Clustering ontop of ULMFiT not working

I’m doing some clustering work on sentences. If I use Spacy vectors (averaged for the sentence) or InferSent vectors I can get some separation, on at least 2 (maybe 3) meaningful clusters.

I was hoping to improve that using ULMFiT but it isn’t working at all (ie, no separation of any clusters, similar sentences don’t appear in similar areas after reducing dimensions etc)

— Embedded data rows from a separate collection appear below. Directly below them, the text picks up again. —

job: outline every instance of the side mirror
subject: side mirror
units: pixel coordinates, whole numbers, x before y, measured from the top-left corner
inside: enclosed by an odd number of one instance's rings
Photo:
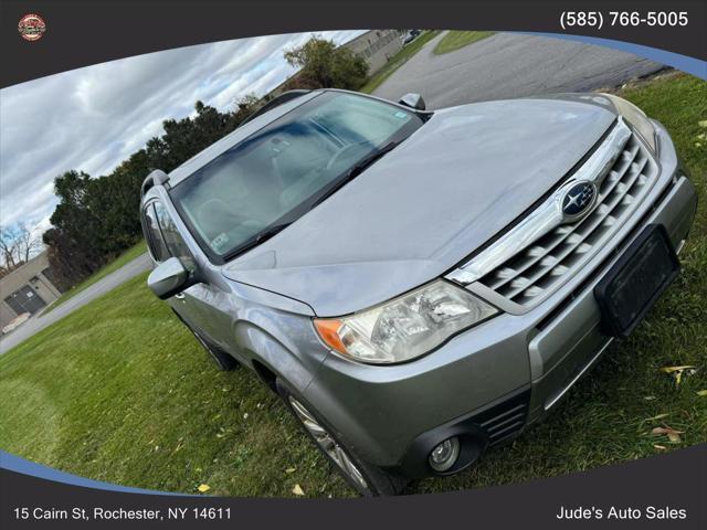
[[[400,99],[398,99],[398,103],[404,105],[405,107],[414,108],[415,110],[425,109],[424,99],[422,99],[422,96],[420,94],[405,94]]]
[[[147,277],[147,286],[158,298],[166,300],[188,287],[189,272],[179,258],[170,257],[160,263]]]

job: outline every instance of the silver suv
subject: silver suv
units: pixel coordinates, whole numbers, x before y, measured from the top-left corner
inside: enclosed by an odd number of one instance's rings
[[[695,208],[665,129],[612,95],[326,89],[150,173],[141,215],[152,292],[391,495],[542,417],[675,277]]]

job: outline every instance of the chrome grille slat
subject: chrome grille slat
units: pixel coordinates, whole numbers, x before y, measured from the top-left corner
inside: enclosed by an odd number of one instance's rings
[[[631,178],[631,181],[625,184],[626,186],[626,188],[625,188],[626,191],[632,189],[633,184],[635,183],[635,181],[641,176],[641,172],[645,168],[646,163],[647,163],[647,159],[643,159],[642,163],[640,166],[636,166],[636,167],[640,168],[639,172],[634,173],[634,176]],[[632,163],[632,166],[633,166],[633,163]],[[612,171],[612,173],[613,173],[613,171]],[[625,176],[625,172],[624,172],[624,176]],[[505,287],[506,285],[511,283],[515,278],[519,277],[520,274],[523,274],[525,271],[527,271],[531,266],[536,265],[537,263],[540,263],[540,265],[542,265],[541,262],[544,259],[547,259],[548,257],[552,258],[551,259],[551,264],[544,266],[538,273],[532,275],[530,278],[526,278],[528,280],[526,283],[526,285],[534,284],[535,282],[540,279],[542,276],[545,276],[546,274],[551,272],[557,266],[562,266],[561,262],[570,253],[579,250],[582,245],[585,245],[587,244],[585,240],[591,236],[591,234],[609,218],[611,212],[613,212],[615,210],[616,205],[619,205],[619,203],[622,201],[622,199],[624,197],[626,197],[626,193],[624,193],[622,195],[618,195],[618,198],[615,200],[613,200],[611,205],[606,205],[605,200],[609,198],[610,194],[612,194],[612,192],[616,188],[616,186],[619,183],[621,183],[622,179],[623,179],[623,176],[618,178],[613,182],[613,184],[611,184],[611,188],[609,190],[606,190],[603,194],[600,192],[599,201],[598,201],[598,208],[591,214],[589,214],[587,218],[584,218],[580,222],[576,223],[574,225],[564,225],[562,227],[563,230],[556,231],[556,232],[559,232],[559,234],[561,234],[561,236],[556,237],[555,241],[550,245],[540,246],[540,245],[537,244],[537,242],[535,244],[532,244],[528,248],[528,251],[526,252],[527,255],[532,256],[532,257],[530,259],[525,261],[525,263],[523,264],[521,267],[511,268],[509,266],[505,266],[502,271],[514,271],[515,274],[509,275],[508,273],[506,273],[506,276],[502,280],[496,280],[495,283],[490,284],[489,287],[492,287],[494,290],[502,289],[503,287]],[[598,215],[598,213],[599,213],[599,215]],[[585,230],[587,226],[589,226],[588,231]],[[569,229],[569,230],[567,230],[567,229]],[[583,234],[579,235],[578,232],[583,232]],[[550,235],[553,235],[553,234],[555,234],[555,232],[550,233]],[[564,243],[569,239],[571,239],[572,235],[577,236],[577,239],[573,242],[571,242],[570,245],[568,245],[563,251],[561,251],[559,253],[559,255],[552,255],[551,254],[551,252],[553,250],[556,250],[562,243]],[[593,245],[591,245],[591,246],[593,246]],[[535,248],[544,248],[545,252],[539,254],[537,252],[534,252]],[[584,252],[588,252],[588,251],[589,251],[589,248],[584,250]],[[582,252],[582,254],[584,252]],[[498,276],[498,273],[496,273],[496,276]],[[518,288],[516,288],[516,289],[514,289],[511,292],[507,292],[507,290],[503,292],[503,294],[507,298],[514,298],[517,295],[519,295],[523,290],[526,290],[526,288],[525,287],[518,287]],[[545,290],[545,289],[541,289],[541,290]]]
[[[531,307],[619,230],[655,182],[657,166],[635,135],[615,141],[621,141],[621,152],[605,173],[594,179],[598,200],[593,210],[579,221],[551,227],[476,282],[513,303]]]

My process is this: Run the text through a fine tuned ULMFiT model, get the final state of the last LSTM (400 dimensions) and cluster on that.

I’ve tried PCA before clustering and tried without it. I’ve tried concatenating all 3 LSTM layers.

It’s possible my process for getting the final LSTM state is wrong. I can’t find code anywhere for it, and it appears correct to me (and putting different text in produces different numbers, so… good?)

Classification on the same type of text using the same model works well, so it can separate when supervised.

Is there any reason why I should expect this to work worse than word or sentence embeddings?

2 Likes

Hi Nick. Did this work for you finally? I am starting on a clustering problem and if you could share your experience it would be great!

I didn’t do any further work on this, sorry

@jainayush007 @nickl
Hi folks,

Have you made any progress with this?

@nickl
Hi Nick,

can you share your code snipped for extracting ULMFit last lstm layer activation?